KROLL. Nie wiele polegam naobycza jności, która nie opiera się na wierzeniach kościoła.
ROSMER. To ma się odnosić do Rebeki i do mnie, do stosunku, jaki między mną a Rebeką istnieje.
KROLL. Nie mogę na waszę korzyść zmienić moich zapatrywań, nie wielka przepaść dzieli wolnomyślność od.. hm...
ROSMER. Od czego?
KROLL. Od wolnéj miłości... skoro to chcesz usłyszéć.

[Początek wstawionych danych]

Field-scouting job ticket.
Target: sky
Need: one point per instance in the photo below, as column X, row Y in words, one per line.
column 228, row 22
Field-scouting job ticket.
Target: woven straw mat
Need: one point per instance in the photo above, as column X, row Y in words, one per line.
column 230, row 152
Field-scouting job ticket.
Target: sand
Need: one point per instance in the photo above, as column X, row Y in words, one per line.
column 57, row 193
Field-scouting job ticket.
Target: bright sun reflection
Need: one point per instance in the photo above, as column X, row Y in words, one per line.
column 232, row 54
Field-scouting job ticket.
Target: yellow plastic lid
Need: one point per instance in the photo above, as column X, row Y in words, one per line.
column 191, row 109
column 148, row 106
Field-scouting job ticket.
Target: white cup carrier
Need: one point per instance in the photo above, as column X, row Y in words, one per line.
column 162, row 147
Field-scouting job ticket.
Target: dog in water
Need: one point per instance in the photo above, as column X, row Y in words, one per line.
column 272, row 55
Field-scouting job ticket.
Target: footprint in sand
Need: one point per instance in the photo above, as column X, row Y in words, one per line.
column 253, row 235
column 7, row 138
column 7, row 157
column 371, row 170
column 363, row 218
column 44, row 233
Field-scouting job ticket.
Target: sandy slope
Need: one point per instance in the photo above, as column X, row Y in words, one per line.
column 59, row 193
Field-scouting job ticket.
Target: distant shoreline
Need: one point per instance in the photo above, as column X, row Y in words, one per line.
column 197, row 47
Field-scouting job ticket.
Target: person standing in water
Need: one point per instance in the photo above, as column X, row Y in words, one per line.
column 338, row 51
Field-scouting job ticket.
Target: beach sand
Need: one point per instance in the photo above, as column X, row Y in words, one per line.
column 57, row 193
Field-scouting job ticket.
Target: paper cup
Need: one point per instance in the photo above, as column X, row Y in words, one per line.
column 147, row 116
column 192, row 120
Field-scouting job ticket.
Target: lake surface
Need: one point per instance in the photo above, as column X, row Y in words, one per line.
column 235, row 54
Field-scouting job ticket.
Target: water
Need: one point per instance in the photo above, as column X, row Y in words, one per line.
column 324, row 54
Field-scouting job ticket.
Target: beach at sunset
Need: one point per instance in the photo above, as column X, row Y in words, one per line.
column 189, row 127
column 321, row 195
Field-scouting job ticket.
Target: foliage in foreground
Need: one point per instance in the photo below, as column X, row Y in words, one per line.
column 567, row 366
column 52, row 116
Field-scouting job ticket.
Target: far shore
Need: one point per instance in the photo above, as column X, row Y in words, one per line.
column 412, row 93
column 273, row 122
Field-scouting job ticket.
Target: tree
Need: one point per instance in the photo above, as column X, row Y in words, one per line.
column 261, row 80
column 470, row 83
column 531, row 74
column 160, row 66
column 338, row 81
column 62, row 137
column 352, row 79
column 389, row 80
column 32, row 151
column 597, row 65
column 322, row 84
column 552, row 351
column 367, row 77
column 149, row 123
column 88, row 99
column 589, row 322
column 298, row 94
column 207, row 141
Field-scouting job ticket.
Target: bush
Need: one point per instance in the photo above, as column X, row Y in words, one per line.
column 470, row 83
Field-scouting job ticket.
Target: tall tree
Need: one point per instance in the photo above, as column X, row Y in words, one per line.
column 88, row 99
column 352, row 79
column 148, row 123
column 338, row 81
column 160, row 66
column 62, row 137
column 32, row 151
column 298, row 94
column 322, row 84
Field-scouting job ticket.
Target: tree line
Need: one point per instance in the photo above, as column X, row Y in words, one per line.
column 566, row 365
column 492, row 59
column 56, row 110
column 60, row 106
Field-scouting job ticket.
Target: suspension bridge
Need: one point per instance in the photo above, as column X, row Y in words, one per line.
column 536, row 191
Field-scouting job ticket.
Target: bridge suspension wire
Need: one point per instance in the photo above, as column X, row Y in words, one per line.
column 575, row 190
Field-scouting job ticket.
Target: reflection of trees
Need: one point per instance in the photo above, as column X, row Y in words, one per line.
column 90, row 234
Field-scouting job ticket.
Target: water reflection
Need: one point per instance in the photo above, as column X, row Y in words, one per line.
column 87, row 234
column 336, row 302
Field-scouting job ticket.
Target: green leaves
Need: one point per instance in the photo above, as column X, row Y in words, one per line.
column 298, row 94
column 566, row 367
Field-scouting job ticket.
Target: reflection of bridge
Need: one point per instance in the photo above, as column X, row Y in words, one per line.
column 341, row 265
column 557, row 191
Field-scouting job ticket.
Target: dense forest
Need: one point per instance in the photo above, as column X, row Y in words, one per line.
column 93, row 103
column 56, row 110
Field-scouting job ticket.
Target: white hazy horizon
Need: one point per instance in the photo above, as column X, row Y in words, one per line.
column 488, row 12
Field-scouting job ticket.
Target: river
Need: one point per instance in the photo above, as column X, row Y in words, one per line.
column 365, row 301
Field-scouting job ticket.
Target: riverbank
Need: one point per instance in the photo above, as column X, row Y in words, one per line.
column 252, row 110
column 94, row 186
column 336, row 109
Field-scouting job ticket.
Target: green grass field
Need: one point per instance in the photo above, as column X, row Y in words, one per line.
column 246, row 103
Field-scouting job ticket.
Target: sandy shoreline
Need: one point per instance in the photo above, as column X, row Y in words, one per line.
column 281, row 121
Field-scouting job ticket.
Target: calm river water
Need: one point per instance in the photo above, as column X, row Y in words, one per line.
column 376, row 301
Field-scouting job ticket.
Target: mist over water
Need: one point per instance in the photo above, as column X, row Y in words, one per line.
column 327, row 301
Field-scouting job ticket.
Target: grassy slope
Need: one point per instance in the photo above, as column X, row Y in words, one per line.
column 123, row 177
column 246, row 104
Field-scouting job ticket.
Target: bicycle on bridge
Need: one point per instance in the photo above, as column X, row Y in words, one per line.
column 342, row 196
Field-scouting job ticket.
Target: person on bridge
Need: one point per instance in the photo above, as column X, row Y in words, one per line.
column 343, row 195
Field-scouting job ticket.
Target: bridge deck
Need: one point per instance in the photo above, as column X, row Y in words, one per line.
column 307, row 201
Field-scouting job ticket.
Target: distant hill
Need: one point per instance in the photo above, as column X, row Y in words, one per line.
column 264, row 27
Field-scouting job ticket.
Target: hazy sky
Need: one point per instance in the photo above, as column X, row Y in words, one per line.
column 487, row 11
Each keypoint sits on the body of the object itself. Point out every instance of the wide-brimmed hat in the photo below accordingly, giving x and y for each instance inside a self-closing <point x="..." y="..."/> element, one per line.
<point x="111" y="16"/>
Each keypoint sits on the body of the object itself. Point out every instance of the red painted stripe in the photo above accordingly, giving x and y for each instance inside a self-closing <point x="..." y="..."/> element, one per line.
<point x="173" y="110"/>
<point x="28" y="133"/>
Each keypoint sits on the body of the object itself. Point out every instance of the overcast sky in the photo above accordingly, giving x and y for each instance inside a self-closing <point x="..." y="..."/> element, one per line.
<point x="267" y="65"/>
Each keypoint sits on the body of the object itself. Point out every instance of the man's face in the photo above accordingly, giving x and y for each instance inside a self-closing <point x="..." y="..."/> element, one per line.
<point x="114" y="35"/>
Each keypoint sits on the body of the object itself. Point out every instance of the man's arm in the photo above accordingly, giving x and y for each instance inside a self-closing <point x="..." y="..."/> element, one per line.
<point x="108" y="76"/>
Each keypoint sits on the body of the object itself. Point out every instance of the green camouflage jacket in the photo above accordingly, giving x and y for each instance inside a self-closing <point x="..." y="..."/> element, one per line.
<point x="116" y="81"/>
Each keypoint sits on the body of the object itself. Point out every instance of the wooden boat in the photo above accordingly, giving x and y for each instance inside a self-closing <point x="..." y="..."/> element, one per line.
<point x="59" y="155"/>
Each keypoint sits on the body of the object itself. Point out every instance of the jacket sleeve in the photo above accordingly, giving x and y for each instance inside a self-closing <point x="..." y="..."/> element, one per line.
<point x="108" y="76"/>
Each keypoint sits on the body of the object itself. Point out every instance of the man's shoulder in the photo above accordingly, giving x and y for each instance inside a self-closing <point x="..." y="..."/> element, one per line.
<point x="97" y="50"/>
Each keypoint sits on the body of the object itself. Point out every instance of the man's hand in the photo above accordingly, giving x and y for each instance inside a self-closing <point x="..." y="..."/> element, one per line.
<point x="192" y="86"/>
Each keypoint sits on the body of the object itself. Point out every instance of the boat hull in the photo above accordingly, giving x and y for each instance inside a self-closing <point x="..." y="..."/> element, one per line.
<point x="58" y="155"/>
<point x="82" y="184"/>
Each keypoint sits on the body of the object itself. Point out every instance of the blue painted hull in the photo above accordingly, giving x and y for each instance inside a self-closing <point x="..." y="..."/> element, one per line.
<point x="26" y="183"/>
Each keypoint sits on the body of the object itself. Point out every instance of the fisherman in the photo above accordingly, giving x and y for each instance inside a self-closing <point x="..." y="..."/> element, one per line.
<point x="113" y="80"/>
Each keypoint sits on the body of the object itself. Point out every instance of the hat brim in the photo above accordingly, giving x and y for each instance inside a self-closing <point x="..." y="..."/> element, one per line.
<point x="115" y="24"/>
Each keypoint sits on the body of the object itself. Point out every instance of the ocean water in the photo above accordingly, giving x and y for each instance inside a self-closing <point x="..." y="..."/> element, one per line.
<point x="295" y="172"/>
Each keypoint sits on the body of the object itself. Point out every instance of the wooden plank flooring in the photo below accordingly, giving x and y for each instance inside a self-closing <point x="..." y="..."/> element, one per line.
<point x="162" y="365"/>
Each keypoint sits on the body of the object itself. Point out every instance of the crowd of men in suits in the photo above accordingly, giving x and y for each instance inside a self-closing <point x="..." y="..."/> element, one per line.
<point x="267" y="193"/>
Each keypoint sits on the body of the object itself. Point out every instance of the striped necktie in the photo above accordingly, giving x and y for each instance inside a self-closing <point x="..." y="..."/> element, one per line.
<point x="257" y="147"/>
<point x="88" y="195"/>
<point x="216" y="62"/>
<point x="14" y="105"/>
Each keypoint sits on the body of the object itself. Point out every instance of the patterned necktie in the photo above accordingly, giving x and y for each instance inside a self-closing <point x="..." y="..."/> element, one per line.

ROSMER (cicho). I nie wstydzisz mi się tego powiedziéć? Ty, który znałeś mnie od najpierwszéj młodości?
KROLL. Właśnie dlatego. Wiem, jak łatwo ulegasz wpływowi tych, z któremi przestajesz. A ta twoja Rebeka... No, ta panna West, cóż my o niéj wiemy? Krótko mówiąc, nie opuszczę cię, Rosmerze, ale ty sam... musisz starać się ratować sam, póki czas.
ROSMER. Ratować od czego? (Pani Helseth wchodzi przez drzwi z lewéj strony). Czego pani chce?
PANI HELSETH. Chciałam poprosić panny West, by przyszła na dół.
ROSMER. Niéma tu panny West.
PANI HELSETH. Niéma! (ogląda się wokoło) To dziwne. (odchodzi).
ROSMER. Mówiłeś?
KROLL. Posłuchahaj mnie jeszcze. Co się tu działo potajemnie za życia Beaty, i co się teraz dzieje, tego badać nie będę. Byłeś bardzo nieszczęśliwy w małżeństwie, trzeba to przyznać na twoje usprawiedliwienie.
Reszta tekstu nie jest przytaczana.